Eine Frau mit hohem Cholesterinspiegel – Frauen- und Statinbehandlung

hohem Cholesterinspiegel

Eine Frau mit hohem Cholesterinspiegel – Frauen- und Statinbehandlung

Eine Frau mit hohem Cholesterinspiegel. Wie gefährlich ist ein hoher Cholesterinspiegel bei Frauen? Können cholesterinsenkende Medikamente Menschen glücklich machen??

Sandra ist 53 Jahre alt und Gymnasiallehrerin. Sie ist verheiratet und hat drei Kinder. Sie hat ihr ganzes Leben lang gute Gesundheit genossen. Es gibt keine Vorgeschichte einer ernsthaften Erkrankung. Sie wurde im Alter von 13 Jahren einmal ins Krankenhaus eingeliefert und musste sich einer Blinddarmentfernung unterziehen. Sie rauchte ein paar Jahre lang Zigaretten, hörte aber vor zwanzig Jahren auf, bevor sie ihr erstes Kind bekam. Sie trainiert regelmäßig, Laufen und Joggen sind ihre Lieblingsbeschäftigung. Im Winter trainiert sie ein- bis zweimal pro Woche im Fitnessstudio. Sie ist normalgewichtig, der Body Mass Index (BMI) beträgt 24,0.

Sandras Vater ernährte sich von einem Herzinfarkt, als er 55 Jahre alt war. Sie war fünfzehn, als er starb. Obwohl ihr Vater viele Jahre lang Raucher war und übergewichtig war, war Sandra sich immer bewusst, dass sie möglicherweise an Herzerkrankungen erkrankt sein könnte. Dies ist einer der Gründe, warum sie so entschlossen war, gut auf sich selbst aufzupassen. Ihr Blutdruck war immer in Ordnung, aber ihr Cholesterinspiegel war seit einigen Jahren zu hoch.
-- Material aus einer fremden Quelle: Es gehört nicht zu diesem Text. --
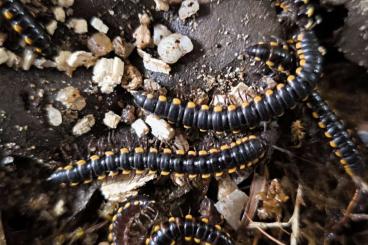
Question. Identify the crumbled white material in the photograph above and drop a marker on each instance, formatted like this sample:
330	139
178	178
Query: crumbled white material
140	128
111	119
59	14
153	64
188	8
54	116
28	59
162	5
122	48
51	27
3	56
71	98
173	47
98	24
160	31
142	34
118	188
79	26
107	73
65	3
84	125
81	58
231	207
160	128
Ihr Hausarzt hat mit ihr über cholesterinsenkende Medikamente gesprochen, aber sie zögerte. Irgendwie gefiel ihr der Gedanke an ein lebenslanges Medikament nicht. Sandra hat viel über Ernährung und die Senkung des Cholesterinspiegels gelesen. Sie folgt den traditionellen Ratschlägen. Sie vermeidet Transfettsäuren und gesättigte Fette, sie isst selten rotes Fleisch, wenn sie das Fett herausschneidet. Sie isst viel Vollkornbrot, Gemüse, Obst, Huhn und Fisch. Sie liebt Schokolade, versucht jedoch, sich so weit wie möglich davon fernzuhalten, was ihr oft schwerfällt. Ihr Cholesterinspiegel ist in den letzten Jahren langsam angestiegen, was sie sehr beunruhigt.
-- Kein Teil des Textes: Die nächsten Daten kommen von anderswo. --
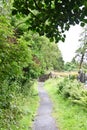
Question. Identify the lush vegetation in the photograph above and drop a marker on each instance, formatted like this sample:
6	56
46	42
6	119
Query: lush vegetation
24	56
52	17
70	103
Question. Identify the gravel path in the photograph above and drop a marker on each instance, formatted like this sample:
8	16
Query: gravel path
44	120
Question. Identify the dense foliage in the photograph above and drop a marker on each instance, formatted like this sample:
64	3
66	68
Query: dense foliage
24	56
73	90
52	17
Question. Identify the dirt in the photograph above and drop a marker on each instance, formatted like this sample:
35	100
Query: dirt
44	119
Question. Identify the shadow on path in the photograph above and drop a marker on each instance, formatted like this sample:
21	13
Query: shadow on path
44	120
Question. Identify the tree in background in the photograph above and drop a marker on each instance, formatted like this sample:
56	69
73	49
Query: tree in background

Vor sechs Monaten hatte Sandras zehn Jahre älterer Bruder Jon einen Herzinfarkt. Sie hatte ihn immer wieder vor seinem Lebensstil gewarnt, weil er sie so sehr an ihren Vater erinnerte. Jon ist Raucher, übergewichtig, hat nichts dagegen, was er isst, und ist völlig uninteressiert an Bewegung. Er hatte jedoch Glück, da der Schaden an seinem Herzmuskel gering war. Er hatte eine frühe Angioplastie (PCI), bei der die verstopfte Arterie geöffnet und die Verengung in seiner Koronararterie mit einem Stent abgedeckt wurde. Seine Prognose wird als relativ gut angesehen, und sein Arzt hat ihn aufgefordert, seine Medikamente regelmäßig einzunehmen. Jon meint das alles sehr ernst. Er wurde ziemlich ängstlich, als er seinen Herzinfarkt hatte. Er hat seitdem nicht mehr geraucht und seine Ernährungsgewohnheiten umgestellt. Er nimmt sechs verschiedene Arten von Medikamenten, zwei Arten von Blutverdünnern, zwei verschiedene Tabletten zur Senkung seines Blutdrucks, ein Medikament zur Behandlung eines neu diagnostizierten Typ-2-Diabetes und schließlich ein Statin-Medikament zur Senkung seines Cholesterins.

Plötzlich war Jon sehr besorgt, nicht nur um seine eigene Gesundheit, sondern auch um die Gesundheit seiner Schwester. Er rief Sandra kurz nach seinem Herzinfarkt an. „Sandra, ich habe meinen Herzarzt nach dir gefragt. Er sagt, dass Sie unbedingt ein Medikament nehmen müssen, um Ihren Cholesterinspiegel zu senken. Andernfalls erleiden Sie wie ich einen Herzinfarkt und ich bin mir nicht sicher, ob Sie so viel Glück haben wie ich. Sandra, bitte denk darüber nach. Tu es für deine Kinder. “.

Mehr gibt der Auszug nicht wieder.